As per usual, the addressed vulnerabilities span a variety of Microsoft products, including Windows, the two company browsers, Microsoft Office, Visual Studio, the .NET Framework, and so on.

Among the most notable are:

  • CVE-2019-0863, a Windows Error Reporting elevation of privilege vulnerability that is already being exploited in the wild (likely in limited attacks)
  • CVE-2019-0725, a Windows DHCP Server RCE vulnerability that can be exploited by a remote unauthenticated attacker by sending a specially crafted packet to an affected DHCP server (meaning: it’s also “wormable”).
  • CVE-2019-0932, a vulnerability in Skype for Android that could allow attackers to listen in on a user’s Skype conversations. The vulnerability was publicly known before this disclosure, but there is no indication that it’s being exploited in the wild.
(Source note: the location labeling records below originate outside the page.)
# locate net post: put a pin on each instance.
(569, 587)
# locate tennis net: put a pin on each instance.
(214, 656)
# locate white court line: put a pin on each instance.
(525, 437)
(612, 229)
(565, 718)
Microsoft has also released a guidance document on how to mitigate a new subclass of speculative execution side channel vulnerabilities known as Microarchitectural Data Sampling (aka ZombieLoad, RIDL and Fallout).

“An attacker who successfully exploited these vulnerabilities may be able to read privileged data across trust boundaries. In shared resource environments (such as exists in some cloud services configurations), these vulnerabilities could allow one virtual machine to improperly access information from another. In non-browsing scenarios on standalone systems, an attacker would need prior access to the system or an ability to run a specially crafted application on the target system to leverage these vulnerabilities,” the company explained.

“Microsoft has released software updates to help mitigate these vulnerabilities. To get all available protections, firmware (microcode) and software updates are required. This may include microcode from device OEMs. In some cases, installing these updates will have a performance impact. We have also acted to secure our cloud services.”